Cell Proliferation Experiments
Cells were plated at a density of 2 x 10⁴ in 60-mm dishes. Two hundred pM TGF-ß₁, 5 µg/ml anti- TGF-ß antibody (R&D system), or nonimmune rabbit IgG in 0.2% FCS/DMEM was added at the time of inoculation and on day 3. Cells were trypsinized on day 5, and the cell number was counted as described (17) .

For measurement of DNA synthesis, 3 x 10⁴ cells/well were plated in 12-well plates and changed to serum-free medium 24 h later. TGF-ß₁ or the antibodies were added the following day. Twenty h later, DNA synthesis was measured by the incorporation of 2 µCi/well [³H]thymidine (25 Ci/mmol; Amersham International) into 5% trichloroacetic acid-precipitable material after a 3-h pulse as described (18) .

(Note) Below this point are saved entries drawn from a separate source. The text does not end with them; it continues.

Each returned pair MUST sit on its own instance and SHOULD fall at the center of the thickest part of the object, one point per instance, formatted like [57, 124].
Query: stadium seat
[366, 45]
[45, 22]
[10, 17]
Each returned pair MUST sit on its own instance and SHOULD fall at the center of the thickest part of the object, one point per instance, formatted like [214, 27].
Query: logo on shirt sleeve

Binding and Covalent Affinity Cross-Linking of Ligand
Carrier-free TGF-ß₁ was iodinated to a specific activity of 1 x 10⁵ cpm/ng (25 µCi/ng) by the chloramine-T method as described (19) . The cells were seeded at 3 x 10⁵ cells/60-mm dish. Receptors were cross-linked to bound ligand with disuccinimidyl suberate and solubilized with buffer containing Triton X-100. Cell extracts were clarified by centrifugation and then subjected to 7% sodium SDS-PAGE and autoradiography.

Constructs and Reagents
Mammalian expression vectors with an NH₂- or COOH-terminal tag (Myc, Flag, or HA) were constructed by inserting oligonucleotides encoding for epitope tag sequences into pcDNA3 (Invitrogen, San Diego, CA). The coding regions of TGFßRI, Smad 2, Smad 3, Smad 4, Smad 6, or Smad 7 were amplified by PCR and subcloned into Myc-pcDNA3, Flag-pcDNA3, or HA-pcDNA3. Constitutively active (T204D) or kinase-inactive (K232R) forms of TßRI and the mutants Smad 2 or Smad 3 (3S-A) were produced by PCR-based mutagenesis. The integrity of the constructs was confirmed by sequencing.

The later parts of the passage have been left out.